Boosting Federated Domain Generalization: Understanding the Role of Advanced Pre-Trained Architectures
Avi Deb Raha, Apurba Adhikary, Mrityunjoy Gain, Yu Qiao, Choong Seon Hong
TL;DR
This work tackles Federated Domain Generalization (FDG) by evaluating next-generation pre-trained architectures—Vision Transformers, Swin Transformers, and ConvNeXt—coupled with large-scale pretraining datasets. It compares self-supervised and supervised pretraining in a federated setting using Office-Home and PACS, and demonstrates that SSL methods like BEiT can yield robust cross-domain representations, while ConvNeXt models pretrained on ImageNet-22K achieve state-of-the-art FDG performance (Office-Home: 84.46%, PACS: 92.55%).
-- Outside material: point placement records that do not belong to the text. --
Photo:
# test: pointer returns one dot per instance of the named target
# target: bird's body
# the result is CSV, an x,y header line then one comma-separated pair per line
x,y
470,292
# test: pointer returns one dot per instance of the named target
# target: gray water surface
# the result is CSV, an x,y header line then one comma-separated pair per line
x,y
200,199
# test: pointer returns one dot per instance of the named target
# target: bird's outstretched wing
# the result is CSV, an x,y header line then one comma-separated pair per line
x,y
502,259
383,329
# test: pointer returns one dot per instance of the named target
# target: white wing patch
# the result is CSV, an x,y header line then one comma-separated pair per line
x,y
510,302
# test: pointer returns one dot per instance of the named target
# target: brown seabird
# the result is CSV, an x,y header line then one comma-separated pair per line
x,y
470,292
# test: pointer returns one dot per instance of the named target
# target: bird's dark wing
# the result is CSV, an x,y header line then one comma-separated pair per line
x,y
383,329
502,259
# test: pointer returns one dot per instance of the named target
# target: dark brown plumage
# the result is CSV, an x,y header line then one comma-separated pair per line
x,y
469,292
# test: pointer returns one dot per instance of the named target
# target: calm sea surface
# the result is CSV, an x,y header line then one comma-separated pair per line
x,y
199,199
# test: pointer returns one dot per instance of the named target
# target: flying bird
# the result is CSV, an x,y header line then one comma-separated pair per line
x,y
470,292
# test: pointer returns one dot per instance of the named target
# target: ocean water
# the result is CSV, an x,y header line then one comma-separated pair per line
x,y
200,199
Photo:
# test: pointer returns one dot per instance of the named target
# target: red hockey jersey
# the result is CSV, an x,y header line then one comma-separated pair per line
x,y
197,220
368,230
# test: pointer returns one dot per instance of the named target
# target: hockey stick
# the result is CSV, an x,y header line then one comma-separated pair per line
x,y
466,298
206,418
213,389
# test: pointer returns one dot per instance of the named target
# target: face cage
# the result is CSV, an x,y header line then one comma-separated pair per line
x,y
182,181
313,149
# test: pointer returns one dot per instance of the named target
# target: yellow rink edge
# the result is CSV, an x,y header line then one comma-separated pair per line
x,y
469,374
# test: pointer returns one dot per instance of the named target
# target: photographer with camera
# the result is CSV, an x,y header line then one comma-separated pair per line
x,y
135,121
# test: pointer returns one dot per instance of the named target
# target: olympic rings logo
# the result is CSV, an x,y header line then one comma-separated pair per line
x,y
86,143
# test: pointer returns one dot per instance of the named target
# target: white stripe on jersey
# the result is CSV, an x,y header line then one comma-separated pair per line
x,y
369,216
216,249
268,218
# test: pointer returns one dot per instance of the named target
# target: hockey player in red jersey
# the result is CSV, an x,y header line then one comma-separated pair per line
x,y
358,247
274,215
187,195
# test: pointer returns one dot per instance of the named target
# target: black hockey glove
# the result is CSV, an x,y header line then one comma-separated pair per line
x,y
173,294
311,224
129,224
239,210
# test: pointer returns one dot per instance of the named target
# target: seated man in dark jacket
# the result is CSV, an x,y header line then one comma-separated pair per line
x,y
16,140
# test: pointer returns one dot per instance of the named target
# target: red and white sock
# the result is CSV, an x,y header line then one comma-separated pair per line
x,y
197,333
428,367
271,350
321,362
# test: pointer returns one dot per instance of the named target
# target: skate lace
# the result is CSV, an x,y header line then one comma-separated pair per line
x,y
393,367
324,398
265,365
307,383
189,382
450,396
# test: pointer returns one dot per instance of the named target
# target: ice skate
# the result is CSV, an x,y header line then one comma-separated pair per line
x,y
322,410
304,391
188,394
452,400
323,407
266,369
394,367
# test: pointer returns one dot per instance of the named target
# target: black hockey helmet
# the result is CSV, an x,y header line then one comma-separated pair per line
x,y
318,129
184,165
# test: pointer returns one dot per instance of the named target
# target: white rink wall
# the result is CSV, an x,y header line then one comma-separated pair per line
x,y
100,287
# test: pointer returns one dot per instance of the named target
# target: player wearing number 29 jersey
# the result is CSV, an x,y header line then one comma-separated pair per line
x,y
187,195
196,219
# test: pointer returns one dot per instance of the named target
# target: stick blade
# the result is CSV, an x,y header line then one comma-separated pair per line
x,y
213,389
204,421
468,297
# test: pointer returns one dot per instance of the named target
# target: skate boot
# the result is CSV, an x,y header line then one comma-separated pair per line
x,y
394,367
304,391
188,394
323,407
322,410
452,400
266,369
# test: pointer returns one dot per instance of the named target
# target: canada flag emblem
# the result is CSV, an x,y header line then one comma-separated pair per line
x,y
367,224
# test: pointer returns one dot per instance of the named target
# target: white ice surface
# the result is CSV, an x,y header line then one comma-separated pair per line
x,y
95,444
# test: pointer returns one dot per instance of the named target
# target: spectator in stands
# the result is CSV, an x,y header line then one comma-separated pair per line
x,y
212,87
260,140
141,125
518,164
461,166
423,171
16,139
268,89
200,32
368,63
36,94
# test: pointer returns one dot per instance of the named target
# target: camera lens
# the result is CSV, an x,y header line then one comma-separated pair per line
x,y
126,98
The study also reveals nuanced architecture-depth effects and pretraining-data effects, with smaller yet well-pretrained variants outperforming larger ResNets. These results establish new FDG benchmarks and offer practical guidance for deploying privacy-preserving, cross-domain FL with advanced architectures and diverse pretraining strategies.
Abstract
In this study, we explore the efficacy of advanced pre-trained architectures, such as Vision Transformers (ViT), ConvNeXt, and Swin Transformers in enhancing Federated Domain Generalization. These architectures capture global contextual features and model long-range dependencies, making them promising candidates for improving cross-domain generalization. We conduct a broad study with in-depth analysis and systematically evaluate different variants of these architectures, using extensive pre-training datasets such as ImageNet-1K, ImageNet-21K, JFT-300M, and ImageNet-22K. Additionally, we compare self-supervised and supervised pre-training strategies to assess their impact on FDG performance. Our findings suggest that self-supervised techniques, which focus on reconstructing masked image patches, can better capture the intrinsic structure of images, thereby outperforming their supervised counterparts. Comprehensive evaluations on the Office-Home and PACS datasets demonstrate that adopting advanced architectures pre-trained on larger datasets establishes new benchmarks, achieving average accuracies of 84.46\% and 92.55\%, respectively. Additionally, we observe that certain variants of these advanced models, despite having fewer parameters, outperform larger ResNet models. This highlights the critical role of utilizing sophisticated architectures and diverse pre-training strategies to enhance FDG performance, especially in scenarios with limited computational resources where model efficiency is crucial. Our results indicate that federated learning systems can become more adaptable and efficient by leveraging these advanced methods, offering valuable insights for future research in FDG.